Back around 2005 to around 2009, the P99 was my favorite handgun. I even helped sell almost 20 of them between local people I knew, and people I knew online. Fantastic gun. But, I got the Beretta bug again around 2008, and I shifted back to that platform. I eventually sold my P99s (I've owned 4 or 5 of them back then).

Anyway, I have come close to picking one up again over the past 2 years. Buds has a great sale right now, so I could not resist. I ordered it a week and a half ago, and it came in last Wed. I finally got to go shoot it today.

GREAT gun. It is a little more flippy than some 9mms, because they made the gun so light. But that A/S trigger - wow. I shoot the gun even better than my Berettas. I put some JHP rounds thru it too. It is now my new carry gun. I will alternate between my Hk P2000 and this P99.

I love that the P99 A/S is DA/SA. But, the DA pull is lighter than the DA pull on the HK. I put like 8 rounds thru 1 hole at one point. It is nice to carry a fullsize gun again. I had to stop carrying the 92FS a few years back, because it was just too heavy with my back problems. But this gun weighs about the same as the Hk P2000.

Anyway, very happy with the gun 










The gun with a Hogue Jr grip I put on it Monday:


----------



## pblanc (Mar 3, 2015)

I have only shot a P99 once but I did like the pistol and like the DA/SA striker-fired concept. I do agree it has a fair bit of muzzle flip.


----------



## Shipwreck (Jan 26, 2006)

Finally got to get a better photo of my P99 that I bought about 7 or 8 months ago. With the addition of the Hogue Jr grip, it feels great in the hand!


----------



## blackshirt (Jan 12, 2018)

Shipwreck said:


> Finally got to get a better photo of my P99 that I bought about 7 or 8 months ago.

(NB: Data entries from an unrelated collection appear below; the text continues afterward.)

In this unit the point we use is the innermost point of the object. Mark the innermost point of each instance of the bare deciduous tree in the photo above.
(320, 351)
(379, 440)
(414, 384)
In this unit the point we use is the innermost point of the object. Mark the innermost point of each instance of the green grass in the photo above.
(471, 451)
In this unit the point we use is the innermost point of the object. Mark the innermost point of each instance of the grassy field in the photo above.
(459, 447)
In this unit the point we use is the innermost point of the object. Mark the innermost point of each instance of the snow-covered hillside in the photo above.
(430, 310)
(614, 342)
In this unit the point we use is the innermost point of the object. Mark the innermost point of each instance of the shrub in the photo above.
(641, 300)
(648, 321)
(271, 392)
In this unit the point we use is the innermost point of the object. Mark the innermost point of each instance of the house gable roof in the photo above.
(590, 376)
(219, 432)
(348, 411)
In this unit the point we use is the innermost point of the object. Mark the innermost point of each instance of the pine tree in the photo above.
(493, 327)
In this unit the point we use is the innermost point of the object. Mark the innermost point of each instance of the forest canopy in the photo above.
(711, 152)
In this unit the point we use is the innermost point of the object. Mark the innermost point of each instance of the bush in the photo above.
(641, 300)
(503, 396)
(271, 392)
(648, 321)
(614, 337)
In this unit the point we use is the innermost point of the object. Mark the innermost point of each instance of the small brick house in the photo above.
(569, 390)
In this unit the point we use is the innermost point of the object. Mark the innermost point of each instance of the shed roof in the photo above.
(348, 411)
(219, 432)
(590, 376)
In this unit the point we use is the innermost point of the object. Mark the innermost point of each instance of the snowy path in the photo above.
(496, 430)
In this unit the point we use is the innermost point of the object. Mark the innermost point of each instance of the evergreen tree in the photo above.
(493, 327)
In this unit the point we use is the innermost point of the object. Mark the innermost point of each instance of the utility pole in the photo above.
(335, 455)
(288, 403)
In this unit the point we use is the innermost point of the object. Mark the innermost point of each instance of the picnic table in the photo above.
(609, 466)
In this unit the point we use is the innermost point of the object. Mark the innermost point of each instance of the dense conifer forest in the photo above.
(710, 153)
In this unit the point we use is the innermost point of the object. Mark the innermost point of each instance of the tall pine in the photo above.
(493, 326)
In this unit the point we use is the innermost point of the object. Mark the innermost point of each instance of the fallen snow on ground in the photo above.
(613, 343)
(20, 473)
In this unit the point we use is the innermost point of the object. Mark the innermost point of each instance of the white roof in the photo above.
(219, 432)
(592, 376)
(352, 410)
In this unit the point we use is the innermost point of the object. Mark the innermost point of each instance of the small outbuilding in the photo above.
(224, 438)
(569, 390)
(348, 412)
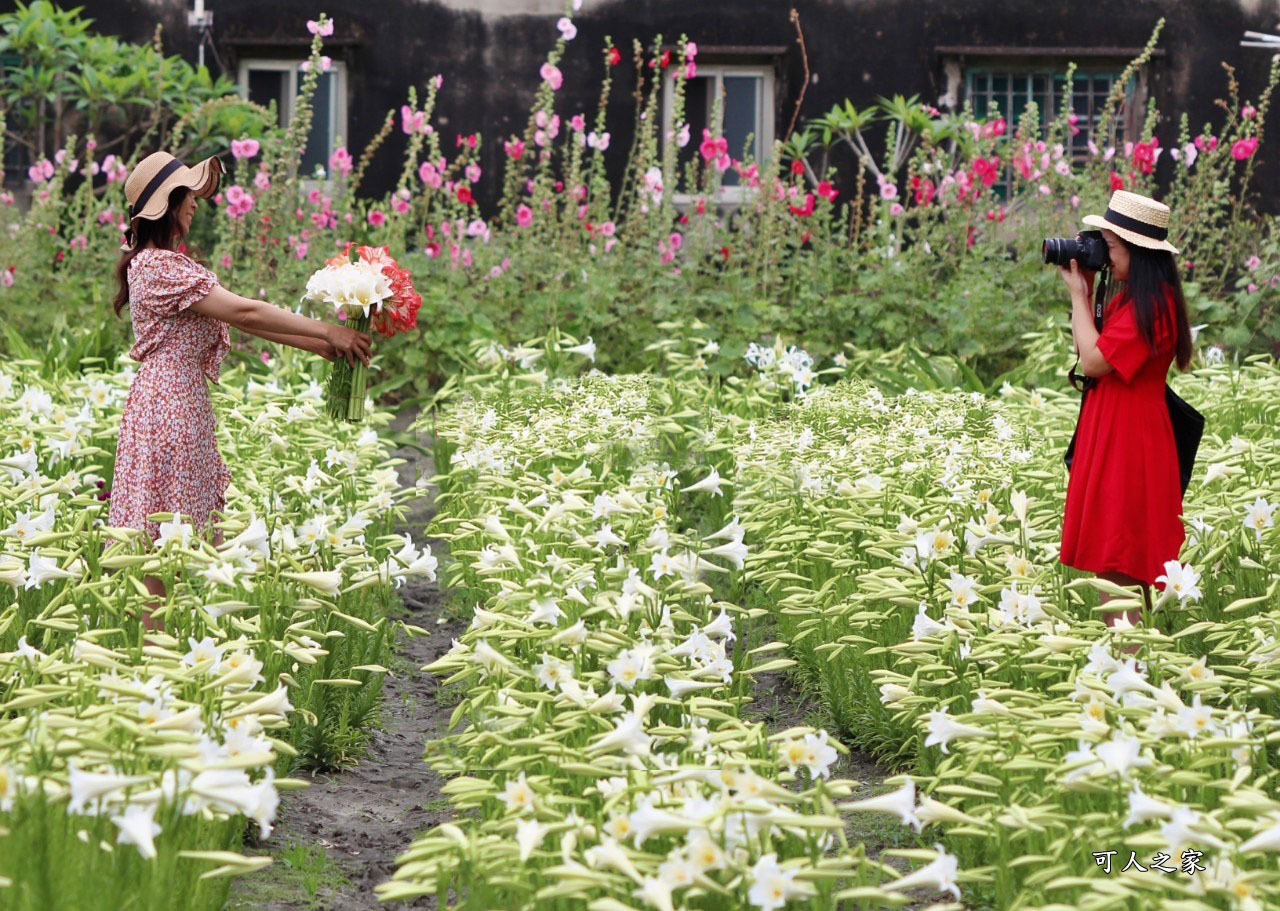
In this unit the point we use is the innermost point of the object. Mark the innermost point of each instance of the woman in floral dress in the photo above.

With the addition of the Hogue Jr grip, it feels great in the hand!


Nice...I got my eye on a PPS M2...I did the same thing as you with my Kahr CM9...Had one and traded it...Never was happy without it
and bought another one.


----------



## Coldandblue1 (Sep 15, 2018)

I had to do the same..... had one a decade ago, sold it to a buddy and regretted it ever since. Never felt right without it.


----------



## berettatoter (Sep 1, 2011)

Shipwreck said:


> Finally got to get a better photo of my P99 that I bought about 7 or 8 months ago. With the addition of the Hogue Jr grip, it feels great in the hand!


Damn nice dude! :smt1099


----------



## Shipwreck (Jan 26, 2006)

Thanks. I have been switching between the P99 and my HK P2000 for my carry gun lately.


----------



## 54rambler (Oct 15, 2018)

I just picked up a SW99c at a local shop. It's been raining every day the range was supposed to be open, hopefully tomorrow we will have a range day and sunshine. I just have 2 10rd compact mags. I'm sure I'll be looking for a full sized mag and the grip adapter. I have read that the SW99 can use the Walther mags, is that right?


----------



## Shipwreck (Jan 26, 2006)

Yes it can. I once had a SW99 back in 2004 or so. They do share the same mags. Walther actually made the frames for S&W. S&W made the upper


----------